Pods cannot start as associated PVCs are not found
Associated VMDK is missing from the vSphere's datastore
volumeattachements shows PVs no longer exist

Environment

Tanzu Kubernetes Grid Integrated Edition 1.1.14.0
VMware Tanzu Kubernetes Grid Integrated Edition 1.x
Tanzu Kubernetes Grid Integrated Edition 1.1.13.5

Cause

Migrated in-tree vSphere volumes do not have the FCD control flag - keepAfterDeleteVm. So if a worker node gets deleted, then all migrated in-tree volumes being attached to the node will be removed automatically as well.

Resolution

Upgrade TKGi to a safer version - TKGi 1.13.6+ or TKGi 1.14.1+

Workaround:

Prerequisites:

There are two prerequisites:

The cluster version is older than TKGi 1.13.6(CSI 2.4.2) or TKGi 1.14.1 (CSI 2.5.2);
There are migrated in-tree VCP volumes.

Users may run into the data loss issue if and only if both conditions above are true. Otherwise, there is no issue, and accordingly no need to follow the workaround steps.

Notice:

If you haven't performed the VCP→ CSI migration, then you should upgrade to a safe TKGi version (1.13.6 or 1.14.1) before performing the migration. If you have already performed the migration on an unsafe TKGi version, then follow the workaround steps below.

Steps to Follow:

Step 1: Disable bosh resurrection

Users are supposed to disable BOSH resurrection before performing any operation.
$ bosh update-resurrection off

Note - Users are allowed to perform any operations, such as cluster-upgrade, between Step 1 (disable BOSH resurrection) and Step 3 (enable BOSH resurrection).

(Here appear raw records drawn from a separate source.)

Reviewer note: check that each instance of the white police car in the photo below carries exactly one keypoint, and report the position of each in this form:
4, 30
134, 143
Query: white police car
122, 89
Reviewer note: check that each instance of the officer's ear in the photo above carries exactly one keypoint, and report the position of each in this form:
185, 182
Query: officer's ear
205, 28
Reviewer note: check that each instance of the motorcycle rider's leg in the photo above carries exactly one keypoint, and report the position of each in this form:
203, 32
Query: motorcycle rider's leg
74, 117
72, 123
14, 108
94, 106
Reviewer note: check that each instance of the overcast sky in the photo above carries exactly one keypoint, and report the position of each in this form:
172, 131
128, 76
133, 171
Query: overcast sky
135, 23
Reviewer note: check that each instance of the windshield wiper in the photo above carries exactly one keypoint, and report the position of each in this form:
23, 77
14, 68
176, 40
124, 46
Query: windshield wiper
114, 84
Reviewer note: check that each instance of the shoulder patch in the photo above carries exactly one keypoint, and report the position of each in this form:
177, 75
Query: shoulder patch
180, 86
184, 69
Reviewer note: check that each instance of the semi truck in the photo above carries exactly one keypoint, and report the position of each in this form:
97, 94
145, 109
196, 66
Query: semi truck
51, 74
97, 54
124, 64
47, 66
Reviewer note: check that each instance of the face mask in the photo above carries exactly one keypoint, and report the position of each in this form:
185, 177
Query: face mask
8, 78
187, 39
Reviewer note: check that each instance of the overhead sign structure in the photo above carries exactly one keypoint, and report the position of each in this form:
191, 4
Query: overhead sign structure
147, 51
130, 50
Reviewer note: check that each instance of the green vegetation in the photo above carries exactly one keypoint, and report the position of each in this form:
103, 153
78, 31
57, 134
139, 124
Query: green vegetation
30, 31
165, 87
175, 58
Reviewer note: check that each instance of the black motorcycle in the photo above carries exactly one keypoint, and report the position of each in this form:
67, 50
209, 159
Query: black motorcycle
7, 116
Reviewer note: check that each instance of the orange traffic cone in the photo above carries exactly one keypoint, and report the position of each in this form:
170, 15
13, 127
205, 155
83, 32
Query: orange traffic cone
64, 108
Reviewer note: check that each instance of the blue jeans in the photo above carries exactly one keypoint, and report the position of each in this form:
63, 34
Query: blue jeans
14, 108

If any worker node is unresponsive during the operation, then the operation (i.e. cluster-upgrade) may fail. Please follow Step 2 to workaround it when running into such a situation, and retry the previously failed operation afterward.

Step 2: Manually fix unresponsive worker node if any

If there isn't any unresponsive worker node, then no action is required in this step.
If you want to test the steps in your test environment, then you can simulate them by executing the below command on any worker node.
# sv stop agent

Follow the steps below to fix the unresponsive node.

1. List all POD that (1) are running on the unresponsive node and (2) have PVC in use

$ export NODE_NAME=32c1090d-cd3c-4d24-93d4-3fdf0153dcff
$ kubectl get pod -A --field-selector spec.nodeName=${NODE_NAME} -o=json | jq -c '.items[] | {name: .metadata.name, namespace: .metadata.namespace, claimName: .spec | select( has ("volumes") ).volumes[] | select( has ("persistentVolumeClaim") ).persistentVolumeClaim.claimName }'
Please replace the node name(32c1090d-cd3c-4d24-93d4-3fdf0153dcff ) in the example above with your unresponsive node.
The output is something like below,
{"name":"nginx-deployment-7d7948fb9c-djhl4","namespace":"default","claimName":"pvcsc-vsan"}

2. Cordon the worker node,
$ kubectl cordon 32c1090d-cd3c-4d24-93d4-3fdf0153dcff

3. Forcibly delete all PODs returned at the above step
$ kubectl delete pod nginx-deployment-7d7948fb9c-djhl4 --force

4. Wait for all PODs deleted above to be running again.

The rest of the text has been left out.